O trajeto até a maternidade foi carregado de contrações fortíssimas e, pela primeira vez na vida, entendi o papel daquela alça que fica no teto do carro, chamada popularmente de “puta que pariu” e “puta merda”. Por mim, ela poderia ser batizada como “Doula”, pois me auxiliou a suportar a dor.

 

Chegando à maternidade, depois de uma “viagem”, entrei no hall e senti algo saindo de mim e tomando conta da minha calça jeans.

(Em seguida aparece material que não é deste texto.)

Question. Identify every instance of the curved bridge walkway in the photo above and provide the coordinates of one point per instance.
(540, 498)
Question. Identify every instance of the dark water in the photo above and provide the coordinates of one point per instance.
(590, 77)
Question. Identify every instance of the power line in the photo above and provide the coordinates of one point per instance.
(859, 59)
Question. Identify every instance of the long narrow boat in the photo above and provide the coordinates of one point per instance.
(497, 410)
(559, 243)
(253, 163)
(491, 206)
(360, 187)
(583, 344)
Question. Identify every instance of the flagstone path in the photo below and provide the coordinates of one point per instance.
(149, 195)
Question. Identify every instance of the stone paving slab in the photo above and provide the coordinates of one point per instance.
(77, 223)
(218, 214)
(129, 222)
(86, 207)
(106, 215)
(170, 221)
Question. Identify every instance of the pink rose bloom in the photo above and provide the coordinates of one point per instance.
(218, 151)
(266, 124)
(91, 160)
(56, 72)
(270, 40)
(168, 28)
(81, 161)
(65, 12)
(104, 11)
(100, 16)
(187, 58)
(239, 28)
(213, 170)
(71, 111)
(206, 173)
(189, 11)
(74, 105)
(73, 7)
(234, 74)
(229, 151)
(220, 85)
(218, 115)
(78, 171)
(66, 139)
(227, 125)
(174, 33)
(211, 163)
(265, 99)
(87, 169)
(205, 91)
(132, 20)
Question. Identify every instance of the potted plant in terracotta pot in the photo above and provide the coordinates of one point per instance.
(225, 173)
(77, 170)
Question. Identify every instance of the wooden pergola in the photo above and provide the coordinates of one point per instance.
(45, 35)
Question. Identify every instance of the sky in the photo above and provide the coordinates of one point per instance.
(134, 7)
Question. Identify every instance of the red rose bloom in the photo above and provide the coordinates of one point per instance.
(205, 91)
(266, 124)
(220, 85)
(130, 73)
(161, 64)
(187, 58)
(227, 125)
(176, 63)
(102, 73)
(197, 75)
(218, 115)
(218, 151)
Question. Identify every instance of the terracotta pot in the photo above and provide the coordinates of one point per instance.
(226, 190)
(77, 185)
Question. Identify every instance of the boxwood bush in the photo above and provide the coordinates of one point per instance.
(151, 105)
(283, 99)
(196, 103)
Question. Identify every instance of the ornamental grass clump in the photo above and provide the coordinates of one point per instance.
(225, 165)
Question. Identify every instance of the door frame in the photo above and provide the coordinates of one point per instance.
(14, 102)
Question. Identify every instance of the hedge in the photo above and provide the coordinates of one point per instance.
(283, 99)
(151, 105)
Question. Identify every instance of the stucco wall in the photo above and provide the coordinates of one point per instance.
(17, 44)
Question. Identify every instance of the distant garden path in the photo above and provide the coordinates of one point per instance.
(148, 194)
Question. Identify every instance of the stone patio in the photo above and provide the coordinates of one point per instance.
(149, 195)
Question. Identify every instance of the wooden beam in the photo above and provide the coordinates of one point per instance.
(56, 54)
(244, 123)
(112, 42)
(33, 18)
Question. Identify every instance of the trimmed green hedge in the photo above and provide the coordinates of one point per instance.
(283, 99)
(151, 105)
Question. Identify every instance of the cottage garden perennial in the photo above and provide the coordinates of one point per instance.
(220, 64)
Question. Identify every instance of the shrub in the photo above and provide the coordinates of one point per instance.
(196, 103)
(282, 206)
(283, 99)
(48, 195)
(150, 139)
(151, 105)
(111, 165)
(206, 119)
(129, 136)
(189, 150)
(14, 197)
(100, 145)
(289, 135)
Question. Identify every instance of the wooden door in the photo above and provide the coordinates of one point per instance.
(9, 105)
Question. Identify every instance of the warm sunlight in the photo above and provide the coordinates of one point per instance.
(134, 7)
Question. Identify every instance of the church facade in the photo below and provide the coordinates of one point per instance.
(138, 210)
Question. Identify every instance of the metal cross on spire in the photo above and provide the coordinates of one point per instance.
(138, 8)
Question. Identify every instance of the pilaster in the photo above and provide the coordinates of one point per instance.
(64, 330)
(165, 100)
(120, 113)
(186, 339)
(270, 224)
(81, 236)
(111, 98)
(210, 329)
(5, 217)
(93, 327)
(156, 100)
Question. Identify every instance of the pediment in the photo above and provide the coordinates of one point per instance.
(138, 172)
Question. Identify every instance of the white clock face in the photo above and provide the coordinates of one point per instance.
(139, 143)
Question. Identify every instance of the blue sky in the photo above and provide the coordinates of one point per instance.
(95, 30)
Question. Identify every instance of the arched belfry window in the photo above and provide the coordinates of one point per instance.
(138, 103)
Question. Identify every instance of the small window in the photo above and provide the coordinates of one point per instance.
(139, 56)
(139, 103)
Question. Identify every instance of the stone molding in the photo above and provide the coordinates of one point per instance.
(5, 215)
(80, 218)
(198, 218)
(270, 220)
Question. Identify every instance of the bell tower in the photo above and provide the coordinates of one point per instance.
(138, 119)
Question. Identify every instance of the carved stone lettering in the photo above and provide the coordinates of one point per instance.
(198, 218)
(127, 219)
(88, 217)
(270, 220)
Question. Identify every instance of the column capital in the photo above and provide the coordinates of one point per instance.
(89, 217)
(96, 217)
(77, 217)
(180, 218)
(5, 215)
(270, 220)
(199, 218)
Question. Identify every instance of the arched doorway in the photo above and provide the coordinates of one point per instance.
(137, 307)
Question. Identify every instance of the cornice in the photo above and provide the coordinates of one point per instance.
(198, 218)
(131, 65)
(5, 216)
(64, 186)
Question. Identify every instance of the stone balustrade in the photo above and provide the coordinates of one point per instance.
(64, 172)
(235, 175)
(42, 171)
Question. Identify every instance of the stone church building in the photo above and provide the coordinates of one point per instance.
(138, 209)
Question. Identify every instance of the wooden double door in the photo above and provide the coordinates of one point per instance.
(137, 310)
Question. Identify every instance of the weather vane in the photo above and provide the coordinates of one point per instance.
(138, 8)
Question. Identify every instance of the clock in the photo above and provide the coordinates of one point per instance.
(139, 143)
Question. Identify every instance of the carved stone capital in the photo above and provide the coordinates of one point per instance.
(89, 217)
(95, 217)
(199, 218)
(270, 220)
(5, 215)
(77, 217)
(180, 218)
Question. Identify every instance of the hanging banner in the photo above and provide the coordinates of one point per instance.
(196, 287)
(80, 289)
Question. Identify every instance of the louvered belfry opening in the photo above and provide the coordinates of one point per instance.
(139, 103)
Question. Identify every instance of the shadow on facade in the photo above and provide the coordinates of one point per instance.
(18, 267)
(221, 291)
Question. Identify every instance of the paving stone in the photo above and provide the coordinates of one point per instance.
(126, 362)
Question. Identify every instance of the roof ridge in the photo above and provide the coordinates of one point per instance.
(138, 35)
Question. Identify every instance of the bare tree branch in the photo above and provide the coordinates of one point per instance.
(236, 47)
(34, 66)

Como eu havia escutado muitos relatos de partos naturais ao longo da gestação, tinha certeza de que havia “ido aos pés”, como dizia a minha Vó, ou “me cagado toda”, como dizia meu Tio. 

 

Entrei numa salinha de pré atendimento e a primeira coisa que me pediram foi que tirasse a calça. Já avisei de antemão que podia estar toda “suja” por baixo, mas elas trataram tudo com naturalidade. Agradeci por perceber que era o resto do líquido da minha bolsa que havia saído e me concentrei então nas contrações, agora que o mistério da calça tinha sido resolvido.

 

No toque, a médica já me disse que estava sentindo a cabeça da Lorena e que, se eu quisesse analgesia, aquele era o momento de pedir. Minha resposta foi: “Minha Mãe disse pra eu pedir”. A médica refez a pergunta: “E, o que VOCÊ quer?”. Nesta hora, como num passe de mágica, a Doula apareceu e me lembrou do meu plano de parto, do meu desejo de não ter analgesia e respondi com segurança que não queria. Além disso, ela me contou que o obstetra estava a caminho.

 

O pré atendimento foi recheado de contrações acompanhadas de gritos que eu nunca imaginei que pudessem sair de dentro de mim. Entre os intervalos, eu aproveitava para me desculpar pelos gritos com todos os que estavam presentes. Uma hora, uma das enfermeiras me tranquilizou: “É muito normal gritar. Aproveite os intervalos das contrações para respirar e se preparar para a próxima”, mas até respirar era difícil, já que a fumaça e cheiro do cigarro de quem estava fumando fora da maternidade invadiam a sala e tornavam o ar insalubre.

 

Neste dia, percebi que, como uma amiga minha diz, “o papel aceita tudo”. Tudo o que eu havia escrito no meu plano de parto não estava acontecendo. Desejei parir numa das salas equipadas para parto humanizado, mas fui levada para uma sala que não tinha nem apoio para colocar os pés e fazer força. Tentando ficar numa posição menos desconfortável (não existe o termo “mais confortável” num trabalho de parto), meu marido e obstetra entraram na sala paramentados. 

 

O médico pediu que eu apoiasse os pés em sua barriga para fazer a força necessária. Disse: “Por isso tenho esta barriga tão grande”. Não pude nem rir de seu comentário, e lá veio outra contração,  mais forte que todas. Acredito que eu tenha apoiado os pés com tanta força, que o médico eructou e a sala foi tomada por um cheiro horrível de geladeira. Em seguida, ele comentou que estava em casa, comendo comida árabe quando foi convocado para aquela missão. 

 

O parto natural durou poucos minutos e, numa última contração em que recebi a orientação de não fazer mais força, a cabeça da Loli saiu de dentro de mim. Em seguida, o médico tirou seus ombros, um braço, outro braço. Fui acompanhando aquilo tudo num misto de admiração, cansaço, dor, amor. O médico me deu a última orientação: “Puxe ela”. Rapidamente, me curvei, segurei-a por baixo dos minúsculos braços e eu mesma tirei a Loli de dentro de mim. Coloquei-a do lado esquerdo do meu peito e a amamentei pela primeira vez. Um momento memorável, que tampouco estava programado no meu plano de parto.